Quinton de Kock is best suited down the order in Tests, says Jonty Rhodes
Rhodes spoke to Sportskeeda at an event in New Delhi, expressing his opinions about a variety of issues.
Age might have caught up on him but former South African cricketer Jonty Rhodes is still as enthusiastic as he used to be while fielding at backward point for the Proteas. The 47-year-old, who is on the coaching staff of the Indian Premier League (IPL) side, does not watch a lot of Test cricket in a lot of detail these days but had some pertinent points to make about the South African Test team, pink-ball and the evolution of fielding.
Rhodes was present in New Delhi, the Indian national capital, as the mentor for young aspirants looking to make it in the Indian Junior Premier League (IJPL), a T-20 tournament that will be played across India and is going to feature 16 teams. Speaking to Sportskeeda, Rhodes expressed his excitement at being a part of this tournament and how things are looking up and ahead for Indian cricket.

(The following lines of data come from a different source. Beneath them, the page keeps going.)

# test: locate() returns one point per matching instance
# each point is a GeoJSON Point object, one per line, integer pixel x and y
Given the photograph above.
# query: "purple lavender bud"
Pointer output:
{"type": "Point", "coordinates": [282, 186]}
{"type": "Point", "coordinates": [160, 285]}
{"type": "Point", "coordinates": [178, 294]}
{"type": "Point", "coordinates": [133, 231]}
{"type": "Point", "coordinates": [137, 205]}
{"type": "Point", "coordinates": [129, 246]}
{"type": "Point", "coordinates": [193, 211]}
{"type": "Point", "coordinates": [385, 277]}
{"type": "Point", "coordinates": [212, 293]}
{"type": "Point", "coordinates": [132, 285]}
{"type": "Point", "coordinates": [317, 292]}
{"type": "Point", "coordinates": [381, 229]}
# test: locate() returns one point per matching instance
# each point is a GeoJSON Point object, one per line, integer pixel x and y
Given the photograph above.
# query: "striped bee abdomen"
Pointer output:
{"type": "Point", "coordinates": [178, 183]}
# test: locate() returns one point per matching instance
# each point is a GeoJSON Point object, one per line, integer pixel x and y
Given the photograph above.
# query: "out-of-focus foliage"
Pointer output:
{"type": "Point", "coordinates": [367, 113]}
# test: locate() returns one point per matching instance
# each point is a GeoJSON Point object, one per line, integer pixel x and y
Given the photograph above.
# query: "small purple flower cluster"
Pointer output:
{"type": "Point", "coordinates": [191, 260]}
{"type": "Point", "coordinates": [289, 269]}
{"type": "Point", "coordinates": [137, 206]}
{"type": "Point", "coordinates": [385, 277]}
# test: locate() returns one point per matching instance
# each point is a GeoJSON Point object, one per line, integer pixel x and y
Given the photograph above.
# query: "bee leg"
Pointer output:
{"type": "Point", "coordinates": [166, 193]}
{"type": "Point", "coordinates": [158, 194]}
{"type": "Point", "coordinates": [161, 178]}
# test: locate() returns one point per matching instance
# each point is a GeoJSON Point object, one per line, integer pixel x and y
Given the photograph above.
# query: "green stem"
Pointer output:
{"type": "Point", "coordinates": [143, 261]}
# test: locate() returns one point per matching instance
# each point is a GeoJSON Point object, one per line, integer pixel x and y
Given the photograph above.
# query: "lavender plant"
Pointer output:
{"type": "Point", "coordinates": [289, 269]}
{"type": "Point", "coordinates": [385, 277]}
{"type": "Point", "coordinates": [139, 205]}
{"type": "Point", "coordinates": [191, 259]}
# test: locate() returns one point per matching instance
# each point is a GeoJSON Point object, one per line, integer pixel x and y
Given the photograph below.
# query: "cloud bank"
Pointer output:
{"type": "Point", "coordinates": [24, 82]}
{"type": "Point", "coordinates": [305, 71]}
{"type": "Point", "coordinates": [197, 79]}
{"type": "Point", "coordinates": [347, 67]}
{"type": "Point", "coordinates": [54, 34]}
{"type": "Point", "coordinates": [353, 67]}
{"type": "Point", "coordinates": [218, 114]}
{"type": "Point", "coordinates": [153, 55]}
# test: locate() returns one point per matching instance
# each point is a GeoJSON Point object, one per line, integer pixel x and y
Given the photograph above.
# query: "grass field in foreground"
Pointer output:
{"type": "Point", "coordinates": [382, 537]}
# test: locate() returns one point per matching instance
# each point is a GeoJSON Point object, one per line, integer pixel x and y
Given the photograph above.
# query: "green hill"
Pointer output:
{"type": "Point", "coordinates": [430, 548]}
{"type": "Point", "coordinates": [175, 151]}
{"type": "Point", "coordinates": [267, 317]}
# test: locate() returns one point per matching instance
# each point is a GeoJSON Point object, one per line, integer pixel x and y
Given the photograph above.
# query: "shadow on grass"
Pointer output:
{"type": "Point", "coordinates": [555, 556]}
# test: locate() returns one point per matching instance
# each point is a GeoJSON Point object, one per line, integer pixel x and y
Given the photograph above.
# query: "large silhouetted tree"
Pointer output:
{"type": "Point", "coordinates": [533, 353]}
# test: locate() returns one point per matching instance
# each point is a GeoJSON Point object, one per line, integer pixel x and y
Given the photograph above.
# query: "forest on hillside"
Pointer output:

“Look, the only difference between these cricketers (ones who will feature in IJPL) and those who play in the IPL is that the latter lot gets an awful amount of money. These young cricketers are playing for the same reason as I started – passion and love for the game. In my day, we never got such high salaries. It is not a complain and I think this is an incredible opportunity for these youngsters, especially in a country like India,” Rhodes said.
“When you are living in a country like India, which has a population of more than a billion, playing for the national team becomes incredibly hard and sometimes the path is not clear. You go to Mumbai and see, in a local park, 8 or 7 matches going on at once and it is chaotic. This is a platform for youngsters to showcase their talents. It is not in competition with the BCCI but we are providing youngsters opportunity to make a name for themselves,” he added.
Talking about what he would be looking to teach young players who get selected, Rhodes said, “There are two aspects to it. First, it will be a lot easier to change these kids, because they are so young, as compared to older cricketers in the IPL – where I get only six weeks. I can come over and start saying change this and change that but I think it is more about how you practice more than anything else. It is often said pratice makes a man perfect but my father told me perfect practice makes a man perfect.”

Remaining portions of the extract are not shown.